The answer is yes. It is enough to pass :auto
as a second positional argument
to treat any AbstractMatrix
the old way. The key point here is that :auto
adds a second argument to a constructor, which allows to disambiguate this call
and make sure we do not try a Tables.jl fallback. So continuing our last example
we have:
julia> DataFrame(sol1, :auto)
3×61 DataFrame
Row │ x1 x2 x3 x4 x5 x6 ⋯
│ Float64 Float64 Float64 Float64 Float64 Float64 ⋯
─────┼───────────────────────────────────────────────────────────────────────
1 │ 1.0 0.999925 0.999178 0.995241 0.989338 0.977794 ⋯
2 │ 0.0 0.000209532 0.00230391 0.0134134 0.0302987 0.0641965
3 │ 0.0 7.83999e-10 9.47873e-8 3.21298e-6 1.63912e-5 7.35689e-5
55 columns omitted
Here are some more examples (still on main
):
julia> DataFrame([1 2; 3 4])
ERROR: ArgumentError: `DataFrame` constructor from a `Matrix` requires passing :auto as a second argument to automatically generate column names: `DataFrame(matrix, :auto)`
julia> DataFrame([1 2; 3 4], :auto) # auto generated column names
2×2 DataFrame
Row │ x1 x2
│ Int64 Int64
─────┼──────────────
1 │ 1 2
2 │ 3 4
julia> DataFrame([1 2; 3 4], [:c1, :c2]) # passing column names explicitly
2×2 DataFrame
Row │ c1 c2
│ Int64 Int64
─────┼──────────────
1 │ 1 2
2 │ 3 4
So as you can see the fix is easy.
Finally let me comment that another common similar case is a vector of vectors
being passed to a DataFrame
constructor. It follows the same rules:
julia> DataFrame([1:2, 3:4])
ERROR: ArgumentError: `DataFrame` constructor from a `Vector` of vectors requires passing :auto as a second argument to automatically generate column names: `DataFrame(vecs, :auto)`
julia> DataFrame([1:2, 3:4], :auto)
2×2 DataFrame
Row │ x1 x2
│ Int64 Int64
─────┼──────────────
1 │ 1 3
2 │ 2 4
julia> DataFrame([1:2, 3:4], [:c1, :c2])
2×2 DataFrame
Row │ c1 c2
│ Int64 Int64
─────┼──────────────
1 │ 1 3
2 │ 2 4
Again - using Tables.jl default behavior would get you something unexpected (unless you are really deep into Tables.jl mechanics 😄):
julia> DataFrame(Tables.columntable([1:2, 3:4]))
2×2 DataFrame
Row │ start stop
│ Int64 Int64
─────┼──────────────
1 │ 1 2
2 │ 3 4
Conclusions
We have tried very hard to make things in DataFrames.jl 1.0 maximally consistent with the whole Julia package ecosystem while allowing a relatively easy handling of common data processing tasks.

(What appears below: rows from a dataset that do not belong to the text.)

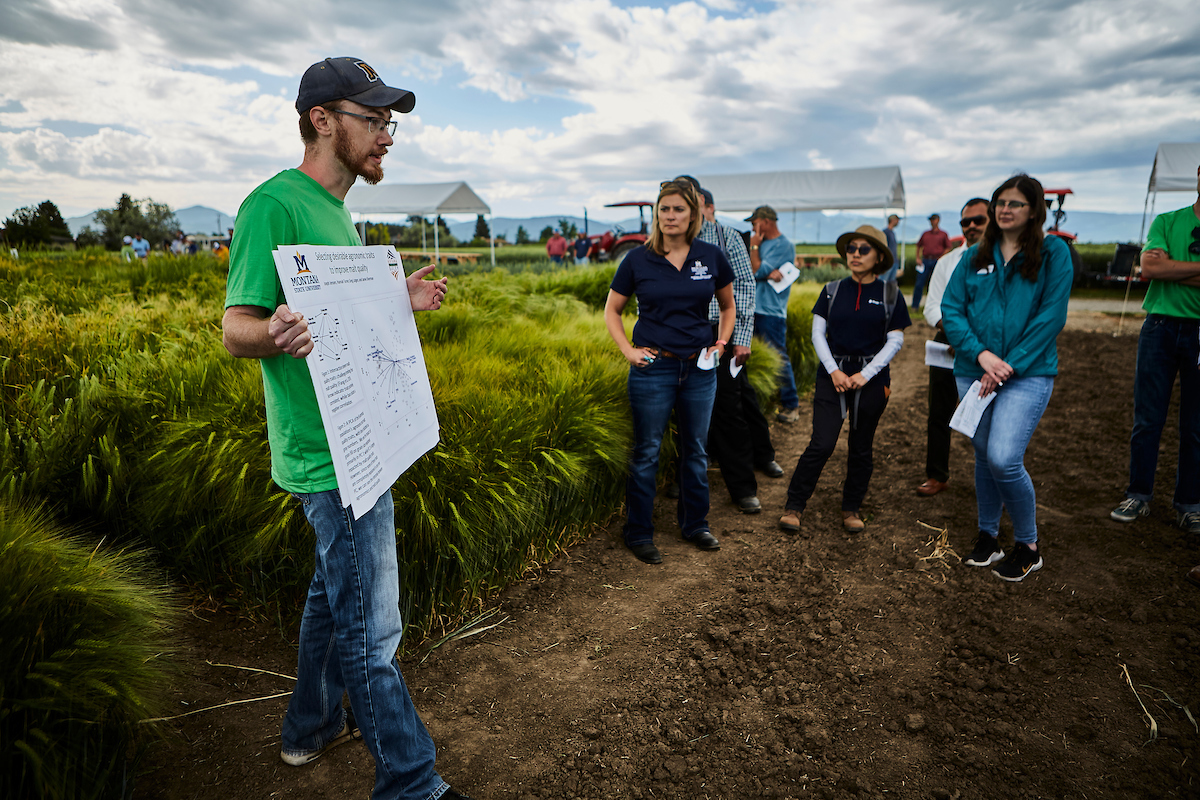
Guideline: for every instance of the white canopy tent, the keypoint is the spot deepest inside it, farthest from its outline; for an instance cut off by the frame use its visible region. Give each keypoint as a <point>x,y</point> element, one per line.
<point>418,199</point>
<point>815,190</point>
<point>1174,170</point>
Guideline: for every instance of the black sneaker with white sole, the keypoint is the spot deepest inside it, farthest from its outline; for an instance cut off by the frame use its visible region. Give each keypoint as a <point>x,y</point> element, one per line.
<point>985,553</point>
<point>1020,563</point>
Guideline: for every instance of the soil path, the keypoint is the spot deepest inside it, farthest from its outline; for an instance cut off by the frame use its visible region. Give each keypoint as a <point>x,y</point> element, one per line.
<point>815,666</point>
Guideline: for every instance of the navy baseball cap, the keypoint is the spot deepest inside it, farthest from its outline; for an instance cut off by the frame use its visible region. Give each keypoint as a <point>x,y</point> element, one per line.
<point>349,78</point>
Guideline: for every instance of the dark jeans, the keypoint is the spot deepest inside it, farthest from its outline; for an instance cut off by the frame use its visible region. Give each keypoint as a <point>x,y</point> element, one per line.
<point>943,398</point>
<point>738,435</point>
<point>1167,346</point>
<point>654,391</point>
<point>826,427</point>
<point>923,276</point>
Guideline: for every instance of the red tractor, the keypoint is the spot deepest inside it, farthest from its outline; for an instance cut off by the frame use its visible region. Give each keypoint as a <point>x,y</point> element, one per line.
<point>615,245</point>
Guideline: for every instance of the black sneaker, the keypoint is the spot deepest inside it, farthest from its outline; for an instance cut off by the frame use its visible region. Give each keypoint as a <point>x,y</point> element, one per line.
<point>985,553</point>
<point>1020,563</point>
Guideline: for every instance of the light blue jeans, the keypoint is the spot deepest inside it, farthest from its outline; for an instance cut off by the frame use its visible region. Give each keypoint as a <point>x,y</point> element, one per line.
<point>1000,443</point>
<point>348,639</point>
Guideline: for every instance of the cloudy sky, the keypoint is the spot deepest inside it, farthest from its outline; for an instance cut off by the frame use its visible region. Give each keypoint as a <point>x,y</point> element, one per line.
<point>551,106</point>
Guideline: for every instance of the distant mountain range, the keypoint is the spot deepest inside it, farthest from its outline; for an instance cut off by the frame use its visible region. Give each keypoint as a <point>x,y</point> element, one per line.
<point>809,227</point>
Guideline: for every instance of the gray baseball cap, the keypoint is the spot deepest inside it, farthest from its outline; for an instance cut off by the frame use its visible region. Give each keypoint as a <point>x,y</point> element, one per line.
<point>349,78</point>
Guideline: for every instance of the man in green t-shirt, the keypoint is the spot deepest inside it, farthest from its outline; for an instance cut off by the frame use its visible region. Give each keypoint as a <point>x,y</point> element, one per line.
<point>1169,344</point>
<point>352,625</point>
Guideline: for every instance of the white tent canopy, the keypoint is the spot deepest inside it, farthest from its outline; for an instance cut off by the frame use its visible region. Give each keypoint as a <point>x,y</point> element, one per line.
<point>1174,170</point>
<point>418,199</point>
<point>817,190</point>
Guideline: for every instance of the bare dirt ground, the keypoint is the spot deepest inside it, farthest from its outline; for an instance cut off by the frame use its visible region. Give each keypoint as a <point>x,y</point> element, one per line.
<point>815,666</point>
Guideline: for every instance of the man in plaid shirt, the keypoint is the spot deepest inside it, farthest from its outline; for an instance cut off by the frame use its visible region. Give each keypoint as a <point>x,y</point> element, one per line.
<point>738,435</point>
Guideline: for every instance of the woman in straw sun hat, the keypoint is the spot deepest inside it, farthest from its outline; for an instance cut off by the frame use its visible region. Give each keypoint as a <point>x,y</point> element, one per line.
<point>857,329</point>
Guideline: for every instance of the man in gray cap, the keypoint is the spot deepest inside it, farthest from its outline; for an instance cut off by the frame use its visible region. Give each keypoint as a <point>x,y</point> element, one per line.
<point>351,627</point>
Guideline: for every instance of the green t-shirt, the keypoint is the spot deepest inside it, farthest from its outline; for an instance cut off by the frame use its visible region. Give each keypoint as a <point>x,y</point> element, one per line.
<point>1173,233</point>
<point>289,209</point>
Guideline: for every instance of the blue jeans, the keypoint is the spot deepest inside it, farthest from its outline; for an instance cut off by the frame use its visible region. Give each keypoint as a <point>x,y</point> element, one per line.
<point>774,330</point>
<point>1000,443</point>
<point>348,639</point>
<point>923,274</point>
<point>654,391</point>
<point>1167,346</point>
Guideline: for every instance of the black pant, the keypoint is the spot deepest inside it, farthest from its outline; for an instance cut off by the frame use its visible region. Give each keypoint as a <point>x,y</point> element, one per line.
<point>826,427</point>
<point>943,398</point>
<point>738,435</point>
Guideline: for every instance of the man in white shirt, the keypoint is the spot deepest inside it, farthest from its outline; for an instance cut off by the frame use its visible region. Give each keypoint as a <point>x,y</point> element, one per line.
<point>943,395</point>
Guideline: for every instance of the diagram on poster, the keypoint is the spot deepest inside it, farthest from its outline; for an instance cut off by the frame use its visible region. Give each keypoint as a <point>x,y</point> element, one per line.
<point>366,364</point>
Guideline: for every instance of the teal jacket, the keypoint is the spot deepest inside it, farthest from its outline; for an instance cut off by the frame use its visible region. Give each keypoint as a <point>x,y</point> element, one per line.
<point>1002,312</point>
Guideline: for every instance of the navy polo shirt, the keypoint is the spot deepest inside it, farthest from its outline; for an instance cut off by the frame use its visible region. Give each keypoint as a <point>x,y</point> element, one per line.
<point>856,323</point>
<point>672,305</point>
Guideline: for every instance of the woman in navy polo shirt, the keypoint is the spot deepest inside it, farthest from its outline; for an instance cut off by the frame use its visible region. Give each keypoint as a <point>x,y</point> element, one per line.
<point>675,277</point>
<point>856,337</point>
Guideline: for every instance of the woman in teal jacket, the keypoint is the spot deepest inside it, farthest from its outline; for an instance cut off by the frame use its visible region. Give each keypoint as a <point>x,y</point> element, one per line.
<point>1002,312</point>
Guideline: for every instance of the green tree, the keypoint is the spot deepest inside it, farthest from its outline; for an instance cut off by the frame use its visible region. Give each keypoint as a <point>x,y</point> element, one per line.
<point>481,230</point>
<point>36,224</point>
<point>154,221</point>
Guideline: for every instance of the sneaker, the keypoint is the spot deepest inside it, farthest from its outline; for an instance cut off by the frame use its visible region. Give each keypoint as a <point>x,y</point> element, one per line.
<point>789,415</point>
<point>987,551</point>
<point>349,731</point>
<point>1020,563</point>
<point>1129,510</point>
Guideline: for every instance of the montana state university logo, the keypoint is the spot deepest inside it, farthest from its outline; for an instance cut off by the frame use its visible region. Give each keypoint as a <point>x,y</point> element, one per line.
<point>372,76</point>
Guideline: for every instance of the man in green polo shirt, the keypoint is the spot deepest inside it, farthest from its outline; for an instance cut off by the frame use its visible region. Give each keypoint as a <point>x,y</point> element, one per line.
<point>1169,344</point>
<point>352,626</point>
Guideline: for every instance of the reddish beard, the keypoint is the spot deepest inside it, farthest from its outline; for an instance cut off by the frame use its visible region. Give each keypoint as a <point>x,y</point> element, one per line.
<point>357,163</point>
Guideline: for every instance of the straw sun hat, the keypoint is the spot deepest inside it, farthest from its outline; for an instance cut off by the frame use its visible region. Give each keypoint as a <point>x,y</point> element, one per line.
<point>875,236</point>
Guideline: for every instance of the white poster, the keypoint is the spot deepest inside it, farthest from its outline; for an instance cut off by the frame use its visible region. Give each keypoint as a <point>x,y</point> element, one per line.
<point>366,364</point>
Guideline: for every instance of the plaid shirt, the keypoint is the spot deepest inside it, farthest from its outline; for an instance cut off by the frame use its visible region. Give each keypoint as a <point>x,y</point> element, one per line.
<point>730,241</point>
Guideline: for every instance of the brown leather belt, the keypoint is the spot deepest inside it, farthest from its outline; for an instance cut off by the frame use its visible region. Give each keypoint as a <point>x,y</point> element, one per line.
<point>672,355</point>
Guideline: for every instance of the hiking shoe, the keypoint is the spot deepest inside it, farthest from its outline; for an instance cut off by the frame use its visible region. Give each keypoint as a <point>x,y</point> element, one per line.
<point>1020,563</point>
<point>987,551</point>
<point>299,758</point>
<point>1129,510</point>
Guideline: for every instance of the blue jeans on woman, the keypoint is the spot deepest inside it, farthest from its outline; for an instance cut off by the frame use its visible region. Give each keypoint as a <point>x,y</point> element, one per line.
<point>1167,346</point>
<point>774,330</point>
<point>349,633</point>
<point>1000,443</point>
<point>654,391</point>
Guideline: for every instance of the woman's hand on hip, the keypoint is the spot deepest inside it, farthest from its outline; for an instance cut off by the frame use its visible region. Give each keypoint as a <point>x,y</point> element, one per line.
<point>641,358</point>
<point>995,367</point>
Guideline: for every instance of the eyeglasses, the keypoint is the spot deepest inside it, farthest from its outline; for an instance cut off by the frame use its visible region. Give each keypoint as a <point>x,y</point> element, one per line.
<point>375,124</point>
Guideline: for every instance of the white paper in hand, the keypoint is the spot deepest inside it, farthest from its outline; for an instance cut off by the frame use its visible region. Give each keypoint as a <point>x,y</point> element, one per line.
<point>937,354</point>
<point>970,410</point>
<point>790,274</point>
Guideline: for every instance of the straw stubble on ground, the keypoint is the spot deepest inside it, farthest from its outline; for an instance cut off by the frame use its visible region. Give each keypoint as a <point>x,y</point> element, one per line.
<point>823,665</point>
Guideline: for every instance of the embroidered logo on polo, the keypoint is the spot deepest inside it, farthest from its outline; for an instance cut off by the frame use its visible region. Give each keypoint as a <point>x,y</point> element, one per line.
<point>372,76</point>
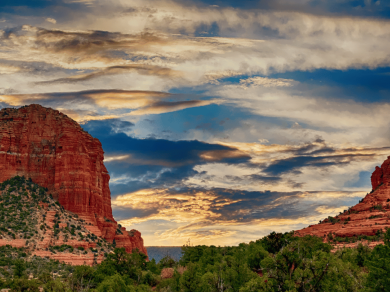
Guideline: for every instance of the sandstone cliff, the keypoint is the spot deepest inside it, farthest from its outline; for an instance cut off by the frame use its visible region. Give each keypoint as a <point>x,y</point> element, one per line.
<point>366,220</point>
<point>55,152</point>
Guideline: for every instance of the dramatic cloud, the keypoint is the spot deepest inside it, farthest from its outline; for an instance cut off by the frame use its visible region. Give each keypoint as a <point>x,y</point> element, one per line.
<point>224,215</point>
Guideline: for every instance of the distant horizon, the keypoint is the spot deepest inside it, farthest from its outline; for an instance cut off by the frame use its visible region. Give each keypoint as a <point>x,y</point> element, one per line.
<point>221,121</point>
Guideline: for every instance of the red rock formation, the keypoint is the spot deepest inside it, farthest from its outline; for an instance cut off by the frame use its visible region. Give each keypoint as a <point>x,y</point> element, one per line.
<point>55,152</point>
<point>368,217</point>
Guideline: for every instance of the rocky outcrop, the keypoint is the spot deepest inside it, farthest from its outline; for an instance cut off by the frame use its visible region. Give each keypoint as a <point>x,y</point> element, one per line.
<point>55,152</point>
<point>368,218</point>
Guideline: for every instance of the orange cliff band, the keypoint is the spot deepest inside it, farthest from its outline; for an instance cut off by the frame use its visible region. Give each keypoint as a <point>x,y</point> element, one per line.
<point>370,216</point>
<point>55,152</point>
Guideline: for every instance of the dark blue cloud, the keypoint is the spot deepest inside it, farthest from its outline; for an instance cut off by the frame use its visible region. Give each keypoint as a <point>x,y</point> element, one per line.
<point>373,8</point>
<point>154,162</point>
<point>293,164</point>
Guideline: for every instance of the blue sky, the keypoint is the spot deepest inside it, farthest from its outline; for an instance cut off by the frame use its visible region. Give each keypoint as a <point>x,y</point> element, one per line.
<point>221,121</point>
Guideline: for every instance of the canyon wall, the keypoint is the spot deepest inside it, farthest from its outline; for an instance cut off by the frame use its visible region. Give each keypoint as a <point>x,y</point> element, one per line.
<point>370,216</point>
<point>55,152</point>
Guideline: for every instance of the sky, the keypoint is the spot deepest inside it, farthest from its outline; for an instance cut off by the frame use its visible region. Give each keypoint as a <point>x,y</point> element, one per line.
<point>221,121</point>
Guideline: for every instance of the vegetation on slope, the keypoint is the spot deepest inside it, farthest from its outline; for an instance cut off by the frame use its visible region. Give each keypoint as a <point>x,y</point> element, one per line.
<point>25,209</point>
<point>278,262</point>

Conversion from a matrix to a DataFrame
is one of common hard corner cases
affected. I hope this post explains you the rationale behind the design
decisions taken in DataFrames.jl 1.0 release in this area and ways how the
DataFrame
constructor should be used to give you desired results.